Non-peptide small-molecule inhibitors designed to target the MDM2-p53 interaction may have a great therapeutic potential for the treatment of many types of human cancer with wild-type p53. Using a powerful structure-based strategy, we have now designed a class of highly potent, non-peptide, drug-like, small- molecule inhibitors of the MDM2-p53 interaction. Based upon our promising preliminary results, we propose to further optimize this class of inhibitors, to evaluate their therapeutic potential in vitro and in vivo, and to elucidate their mechanisms of action in vitro and and in vivo. Our long-term goal in this project is to develop potent and specific non-peptide small-molecule inhibitors of the MDM2-p53 interaction for the treatment of human cancer. To achieve our goal, we will pursue the following Specific Aims:
Aim 1 : (a).Performance of computational structure-based design of new inhibitors to further optimize this class of promising compounds; (b).Determination of high resolution three-dimensional structures of potent inhibitors complexed with MDM2 protein through x-ray crystallography.
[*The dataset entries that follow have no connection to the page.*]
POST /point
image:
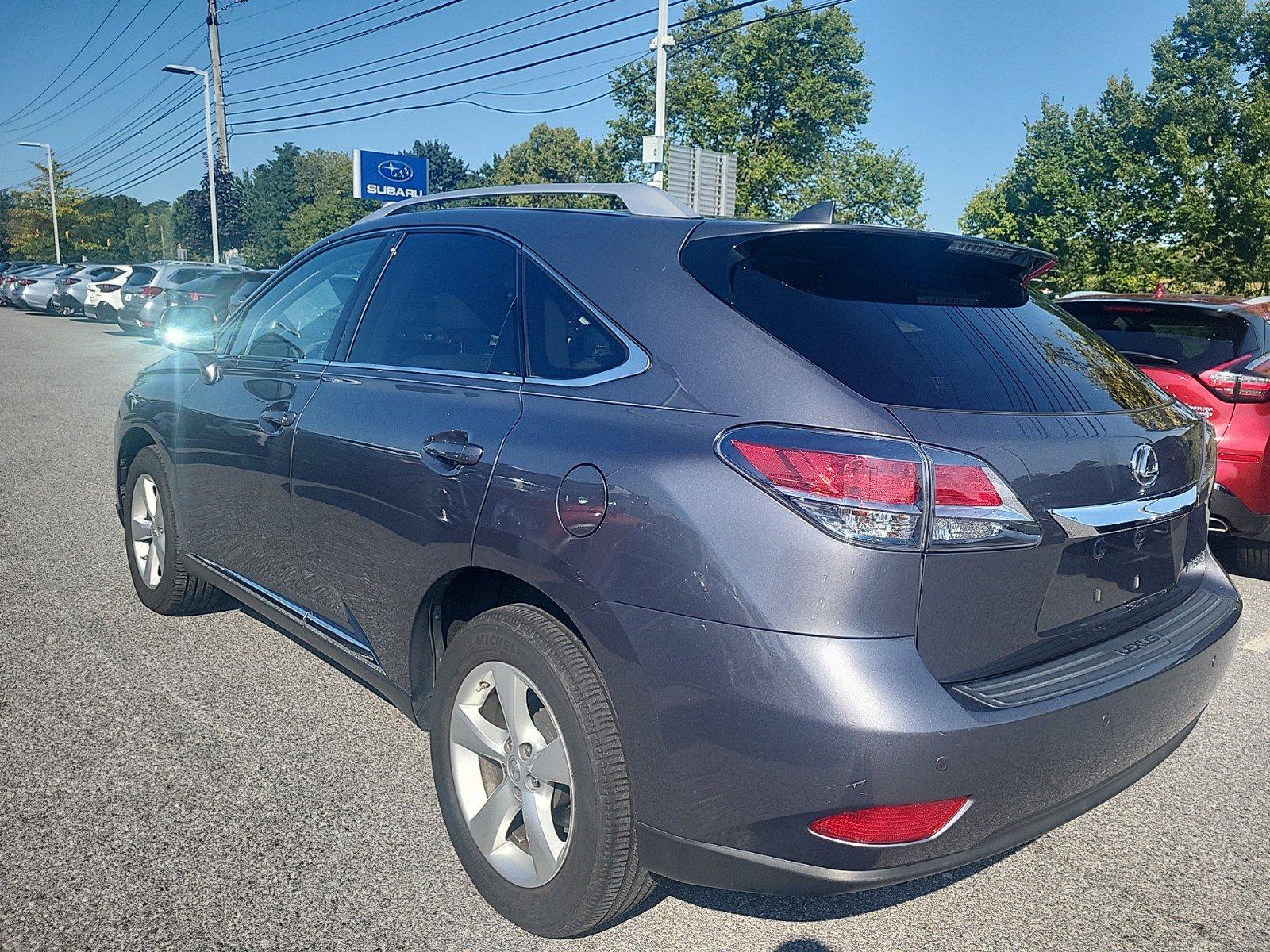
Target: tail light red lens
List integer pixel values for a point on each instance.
(1240, 381)
(892, 825)
(836, 475)
(876, 492)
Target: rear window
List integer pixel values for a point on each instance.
(918, 321)
(1187, 336)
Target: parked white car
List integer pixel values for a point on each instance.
(105, 300)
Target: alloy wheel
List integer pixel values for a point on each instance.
(146, 531)
(511, 774)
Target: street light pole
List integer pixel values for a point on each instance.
(52, 194)
(660, 44)
(211, 160)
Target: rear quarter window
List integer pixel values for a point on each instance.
(901, 321)
(1187, 336)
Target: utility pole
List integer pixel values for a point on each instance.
(52, 194)
(660, 44)
(214, 44)
(211, 169)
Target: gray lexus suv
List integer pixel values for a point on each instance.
(780, 556)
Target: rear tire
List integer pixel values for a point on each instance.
(152, 539)
(1244, 556)
(598, 876)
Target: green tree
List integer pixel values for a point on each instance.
(324, 196)
(556, 154)
(446, 171)
(270, 198)
(787, 95)
(31, 219)
(194, 217)
(1168, 184)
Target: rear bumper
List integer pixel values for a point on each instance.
(723, 867)
(1241, 520)
(740, 738)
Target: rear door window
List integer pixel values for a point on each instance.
(916, 321)
(444, 302)
(1187, 336)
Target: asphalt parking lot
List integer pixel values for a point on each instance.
(207, 784)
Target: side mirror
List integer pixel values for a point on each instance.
(194, 330)
(190, 329)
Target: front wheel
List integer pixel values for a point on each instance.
(152, 537)
(531, 776)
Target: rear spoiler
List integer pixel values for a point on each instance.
(869, 262)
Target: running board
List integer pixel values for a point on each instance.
(310, 621)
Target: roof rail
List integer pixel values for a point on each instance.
(639, 198)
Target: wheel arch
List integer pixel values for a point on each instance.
(455, 600)
(137, 438)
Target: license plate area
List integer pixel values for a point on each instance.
(1106, 571)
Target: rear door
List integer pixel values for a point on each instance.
(941, 333)
(394, 454)
(1174, 343)
(234, 440)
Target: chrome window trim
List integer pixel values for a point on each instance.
(1089, 520)
(395, 368)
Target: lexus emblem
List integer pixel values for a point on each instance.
(395, 171)
(1145, 465)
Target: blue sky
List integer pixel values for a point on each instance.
(952, 79)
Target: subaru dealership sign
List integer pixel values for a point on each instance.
(389, 178)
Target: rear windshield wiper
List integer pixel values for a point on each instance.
(1157, 359)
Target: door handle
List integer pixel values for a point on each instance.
(279, 416)
(454, 448)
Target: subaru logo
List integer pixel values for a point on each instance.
(1145, 465)
(395, 171)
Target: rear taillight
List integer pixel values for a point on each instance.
(860, 489)
(1240, 381)
(880, 492)
(892, 825)
(975, 507)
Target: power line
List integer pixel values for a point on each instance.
(308, 80)
(79, 105)
(321, 25)
(306, 51)
(64, 70)
(32, 124)
(518, 69)
(527, 48)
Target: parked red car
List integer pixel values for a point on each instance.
(1213, 355)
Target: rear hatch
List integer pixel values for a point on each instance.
(940, 332)
(1176, 343)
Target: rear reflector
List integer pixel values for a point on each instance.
(892, 825)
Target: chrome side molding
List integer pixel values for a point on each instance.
(1087, 520)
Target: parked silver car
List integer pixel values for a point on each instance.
(71, 292)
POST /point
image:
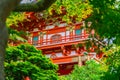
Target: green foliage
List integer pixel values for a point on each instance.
(106, 19)
(113, 62)
(26, 60)
(90, 71)
(77, 10)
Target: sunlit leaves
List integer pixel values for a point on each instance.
(25, 60)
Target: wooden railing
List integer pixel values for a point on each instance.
(63, 39)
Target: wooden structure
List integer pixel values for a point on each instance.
(63, 43)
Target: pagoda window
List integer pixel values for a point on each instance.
(78, 31)
(56, 38)
(35, 40)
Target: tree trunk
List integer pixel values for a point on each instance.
(5, 7)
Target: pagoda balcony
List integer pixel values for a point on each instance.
(63, 40)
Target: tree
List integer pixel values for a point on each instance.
(106, 18)
(25, 60)
(4, 12)
(91, 71)
(113, 63)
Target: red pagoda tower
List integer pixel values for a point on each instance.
(63, 43)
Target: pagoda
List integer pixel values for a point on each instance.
(64, 44)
Aim 2 : Chemical synthesis of inhibitors designed in Aim 1 and biotin-labeled compounds.
Aim 3 : Determination of their binding and specificity to MDM2 protein using complementary fluorescence- polarization-based and NMR-based methods.
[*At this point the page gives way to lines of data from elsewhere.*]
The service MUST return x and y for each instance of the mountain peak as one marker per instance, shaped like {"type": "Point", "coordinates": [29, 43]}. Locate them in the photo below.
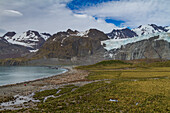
{"type": "Point", "coordinates": [149, 29]}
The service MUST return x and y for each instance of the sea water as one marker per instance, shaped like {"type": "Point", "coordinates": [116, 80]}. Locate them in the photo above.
{"type": "Point", "coordinates": [17, 74]}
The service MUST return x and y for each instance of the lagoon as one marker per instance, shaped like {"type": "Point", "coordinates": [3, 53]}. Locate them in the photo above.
{"type": "Point", "coordinates": [17, 74]}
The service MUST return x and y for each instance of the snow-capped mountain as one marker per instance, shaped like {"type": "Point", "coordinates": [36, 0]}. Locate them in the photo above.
{"type": "Point", "coordinates": [8, 50]}
{"type": "Point", "coordinates": [168, 29]}
{"type": "Point", "coordinates": [149, 29]}
{"type": "Point", "coordinates": [121, 34]}
{"type": "Point", "coordinates": [30, 39]}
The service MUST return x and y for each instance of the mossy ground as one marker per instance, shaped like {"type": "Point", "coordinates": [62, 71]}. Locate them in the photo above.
{"type": "Point", "coordinates": [135, 87]}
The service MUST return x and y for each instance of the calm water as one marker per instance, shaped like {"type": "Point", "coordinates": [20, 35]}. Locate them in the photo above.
{"type": "Point", "coordinates": [17, 74]}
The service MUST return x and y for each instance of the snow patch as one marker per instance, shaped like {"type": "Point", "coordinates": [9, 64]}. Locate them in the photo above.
{"type": "Point", "coordinates": [33, 51]}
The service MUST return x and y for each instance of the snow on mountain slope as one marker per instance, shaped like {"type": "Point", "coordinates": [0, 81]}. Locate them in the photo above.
{"type": "Point", "coordinates": [168, 29]}
{"type": "Point", "coordinates": [117, 43]}
{"type": "Point", "coordinates": [30, 39]}
{"type": "Point", "coordinates": [121, 34]}
{"type": "Point", "coordinates": [149, 29]}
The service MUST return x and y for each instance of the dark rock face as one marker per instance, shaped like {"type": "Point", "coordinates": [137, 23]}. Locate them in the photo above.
{"type": "Point", "coordinates": [150, 49]}
{"type": "Point", "coordinates": [121, 34]}
{"type": "Point", "coordinates": [72, 44]}
{"type": "Point", "coordinates": [9, 34]}
{"type": "Point", "coordinates": [8, 50]}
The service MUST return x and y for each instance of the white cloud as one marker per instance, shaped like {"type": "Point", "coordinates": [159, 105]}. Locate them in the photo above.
{"type": "Point", "coordinates": [48, 16]}
{"type": "Point", "coordinates": [12, 13]}
{"type": "Point", "coordinates": [133, 12]}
Aim 4 : Evaluation of their cellular activity and specificity in human cancer cells with wild-type, or mutated or deleted p53 status and selectivity over normal cells, and elucidation of their cellular mechanisms of action.
Aim 5 : Determination of the therapeutic potential of several of the most promising MDM2 inhibitors in animal models of human cancer and elucidation of their in vivo mechanisms of action. With these tasks successfully completed, we will be able to bring a class of highly potent and optimizednon- peptide small-molecule inhibitors of the MDM2-p53 interaction into advanced preclinical development. It is predicted that such potent and specific small-molecule inhibitor of the MDM2-p53 interaction will be effective for the treatment of many types of human cancer with wild-type p53 status.